I am trying to build a model where the price benchmark of electricity increases when wind energy is down and vice versa when there's lots of wind.
my dataframe looks like this:
df:
wind Cost
2021-01-01 01:00:00 4281.000000 12.72250
2021-01-01 02:00:00 4384.083333 11.34000
2021-01-01 03:00:00 4405.666667 11.34000
2021-01-01 04:00:00 4514.666667 9.93300
2021-01-01 05:00:00 4692.416667 9.49200
... ... ...
2021-12-31 20:00:00 9698.000000 32.87550
2021-12-31 21:00:00 9854.083333 34.38225
2021-12-31 22:00:00 9880.916667 29.61000
2021-12-31 23:00:00 10356.500000 11.76000
2022-01-01 00:00:00 10478.500000 15.75000`
I've used df.describe() to summarise the data and got this:
wind Cost
count 8760.000000 8760.000000
mean 5588.449878 22.131348
std 3774.164710 9.547735
min 56.333333 0.042000
25% 2297.604167 13.475437
50% 4792.375000 20.160000
75% 8710.187500 33.012000
max 14132.166667 34.996500
How do I please create a new column for every hour and depending on the wind in the system, the price is set. So for example when the value under the wind column falls in the min-25% percentile, the cost goes up by 5. 25-50%, cost by 2.5. However, when wind value falls between 75%-max, cost decreases by 5, and 50%-75% cost goes down by 2.5.
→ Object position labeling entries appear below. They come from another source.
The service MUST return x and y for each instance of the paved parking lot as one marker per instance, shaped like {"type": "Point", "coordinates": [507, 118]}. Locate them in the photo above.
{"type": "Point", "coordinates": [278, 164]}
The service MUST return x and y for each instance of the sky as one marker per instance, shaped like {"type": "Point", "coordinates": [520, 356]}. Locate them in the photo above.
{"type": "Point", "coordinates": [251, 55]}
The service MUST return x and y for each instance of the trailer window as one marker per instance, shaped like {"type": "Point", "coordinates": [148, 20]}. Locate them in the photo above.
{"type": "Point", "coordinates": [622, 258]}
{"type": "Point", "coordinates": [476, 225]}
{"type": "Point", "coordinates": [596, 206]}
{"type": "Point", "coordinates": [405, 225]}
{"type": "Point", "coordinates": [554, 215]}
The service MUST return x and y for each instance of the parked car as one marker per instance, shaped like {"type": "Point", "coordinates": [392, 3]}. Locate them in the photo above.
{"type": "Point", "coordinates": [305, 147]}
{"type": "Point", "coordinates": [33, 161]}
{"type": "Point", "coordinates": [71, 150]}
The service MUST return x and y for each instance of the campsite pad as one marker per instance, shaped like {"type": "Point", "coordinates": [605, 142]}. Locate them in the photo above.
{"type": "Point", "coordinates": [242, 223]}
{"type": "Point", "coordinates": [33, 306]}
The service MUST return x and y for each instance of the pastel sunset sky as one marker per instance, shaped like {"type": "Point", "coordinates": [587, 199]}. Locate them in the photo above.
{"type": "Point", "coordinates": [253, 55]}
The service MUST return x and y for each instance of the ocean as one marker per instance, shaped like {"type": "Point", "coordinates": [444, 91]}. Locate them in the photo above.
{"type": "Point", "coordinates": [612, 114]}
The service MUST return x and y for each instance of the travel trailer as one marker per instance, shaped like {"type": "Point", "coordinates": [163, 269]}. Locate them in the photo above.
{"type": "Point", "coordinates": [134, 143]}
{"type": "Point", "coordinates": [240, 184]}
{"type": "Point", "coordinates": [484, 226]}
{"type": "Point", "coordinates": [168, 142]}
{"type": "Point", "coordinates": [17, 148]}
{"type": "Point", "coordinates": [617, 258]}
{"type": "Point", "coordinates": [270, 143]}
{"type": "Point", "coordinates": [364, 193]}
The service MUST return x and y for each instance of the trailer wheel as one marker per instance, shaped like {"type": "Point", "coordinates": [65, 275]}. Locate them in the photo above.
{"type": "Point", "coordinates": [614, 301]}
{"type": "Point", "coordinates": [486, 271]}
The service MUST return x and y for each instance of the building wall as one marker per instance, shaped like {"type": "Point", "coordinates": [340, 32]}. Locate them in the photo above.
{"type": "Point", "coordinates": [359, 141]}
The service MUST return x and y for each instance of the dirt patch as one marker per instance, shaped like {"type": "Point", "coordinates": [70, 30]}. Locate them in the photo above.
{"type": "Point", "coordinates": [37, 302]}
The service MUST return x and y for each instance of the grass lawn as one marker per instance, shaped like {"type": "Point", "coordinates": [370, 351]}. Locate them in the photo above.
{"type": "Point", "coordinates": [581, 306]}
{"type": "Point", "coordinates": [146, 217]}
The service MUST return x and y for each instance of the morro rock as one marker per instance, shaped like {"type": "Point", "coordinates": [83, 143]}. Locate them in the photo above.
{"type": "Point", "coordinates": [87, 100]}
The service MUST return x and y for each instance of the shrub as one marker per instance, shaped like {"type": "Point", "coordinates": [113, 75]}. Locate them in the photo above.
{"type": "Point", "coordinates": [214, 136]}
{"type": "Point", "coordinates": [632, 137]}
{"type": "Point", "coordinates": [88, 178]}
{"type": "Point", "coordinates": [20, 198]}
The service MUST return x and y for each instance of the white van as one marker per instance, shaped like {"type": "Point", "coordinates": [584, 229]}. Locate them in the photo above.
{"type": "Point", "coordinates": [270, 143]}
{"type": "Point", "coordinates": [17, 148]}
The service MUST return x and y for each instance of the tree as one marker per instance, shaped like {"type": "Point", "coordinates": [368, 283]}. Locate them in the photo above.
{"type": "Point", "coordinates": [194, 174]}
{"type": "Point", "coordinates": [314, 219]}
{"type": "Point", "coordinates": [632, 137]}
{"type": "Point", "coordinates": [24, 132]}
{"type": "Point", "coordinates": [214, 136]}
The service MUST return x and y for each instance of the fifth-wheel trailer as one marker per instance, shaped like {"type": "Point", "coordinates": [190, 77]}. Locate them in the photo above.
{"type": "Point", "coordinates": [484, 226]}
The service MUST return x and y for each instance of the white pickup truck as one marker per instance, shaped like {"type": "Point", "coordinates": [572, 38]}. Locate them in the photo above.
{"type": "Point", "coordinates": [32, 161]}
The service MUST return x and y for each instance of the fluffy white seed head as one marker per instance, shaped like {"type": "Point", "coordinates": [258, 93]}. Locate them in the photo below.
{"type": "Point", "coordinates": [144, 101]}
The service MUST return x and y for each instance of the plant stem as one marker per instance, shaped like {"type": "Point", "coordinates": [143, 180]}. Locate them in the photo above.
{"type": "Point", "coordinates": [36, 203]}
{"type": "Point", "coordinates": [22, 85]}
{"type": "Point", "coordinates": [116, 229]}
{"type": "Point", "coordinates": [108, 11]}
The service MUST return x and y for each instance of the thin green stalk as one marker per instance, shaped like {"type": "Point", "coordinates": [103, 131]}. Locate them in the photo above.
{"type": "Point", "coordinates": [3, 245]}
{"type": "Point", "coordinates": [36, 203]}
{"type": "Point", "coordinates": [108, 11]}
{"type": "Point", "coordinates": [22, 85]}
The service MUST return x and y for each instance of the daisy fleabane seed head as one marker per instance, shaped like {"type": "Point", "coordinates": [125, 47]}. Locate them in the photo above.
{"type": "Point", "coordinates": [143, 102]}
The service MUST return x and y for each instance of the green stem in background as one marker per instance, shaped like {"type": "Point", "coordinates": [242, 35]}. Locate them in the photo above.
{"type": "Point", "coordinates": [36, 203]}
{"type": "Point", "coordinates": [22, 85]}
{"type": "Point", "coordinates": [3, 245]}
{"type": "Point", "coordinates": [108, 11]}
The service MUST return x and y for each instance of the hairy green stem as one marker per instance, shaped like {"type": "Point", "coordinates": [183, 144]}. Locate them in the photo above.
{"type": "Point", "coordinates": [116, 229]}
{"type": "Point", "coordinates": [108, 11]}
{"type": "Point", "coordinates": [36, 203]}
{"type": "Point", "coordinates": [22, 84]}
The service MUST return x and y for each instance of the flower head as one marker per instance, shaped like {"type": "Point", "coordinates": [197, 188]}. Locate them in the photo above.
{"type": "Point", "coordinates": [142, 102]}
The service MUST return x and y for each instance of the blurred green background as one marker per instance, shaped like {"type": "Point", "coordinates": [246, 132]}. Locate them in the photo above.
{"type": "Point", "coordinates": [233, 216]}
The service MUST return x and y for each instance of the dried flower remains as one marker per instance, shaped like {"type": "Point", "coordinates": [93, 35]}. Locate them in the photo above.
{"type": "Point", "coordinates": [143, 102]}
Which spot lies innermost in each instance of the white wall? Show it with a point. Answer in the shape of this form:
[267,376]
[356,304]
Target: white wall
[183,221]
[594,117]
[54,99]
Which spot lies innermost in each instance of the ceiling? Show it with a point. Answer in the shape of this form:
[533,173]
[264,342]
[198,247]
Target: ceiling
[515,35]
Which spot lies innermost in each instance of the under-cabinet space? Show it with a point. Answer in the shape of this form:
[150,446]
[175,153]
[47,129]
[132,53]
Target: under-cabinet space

Any help or being pointed in the right direction would be helpful. Many thanks
CodePudding user response:
I think pd.cut
would solve your problem.
For example,
import numpy as np
import pandas as pd
df["cost_difference"] = pd.cut(
df["wind"],
bins=np.quantile(df["wind"], [0,0.25,0.5,0.75,1]),
include_lowest=True,
labels=[5, 2.5, -2.5, -5]).astype(float)
EDIT: I forgot about pd.qcut, which basically packages np.quantile
into cut
, thereby saving you a step:
df["cost_difference"] = pd.qcut(
df["wind"],
q=[0, 0.25, 0.5, 0.75, 1],
labels=[5, 2.5, -2.5, -5],
).astype(float)
This adds a column "cost_difference"
that has the values provided as "labels" for each range of values, by quantile.
So for this case wind range maps to cost difference as
0-25% -> 5
25%-50% -> 2.5
50%-75% -> -2.5
75%-100% -> -5
then you could take df["Cost"] df["cost_difference"]
to get your final cost.
EDIT2: added cast to float so that addition works.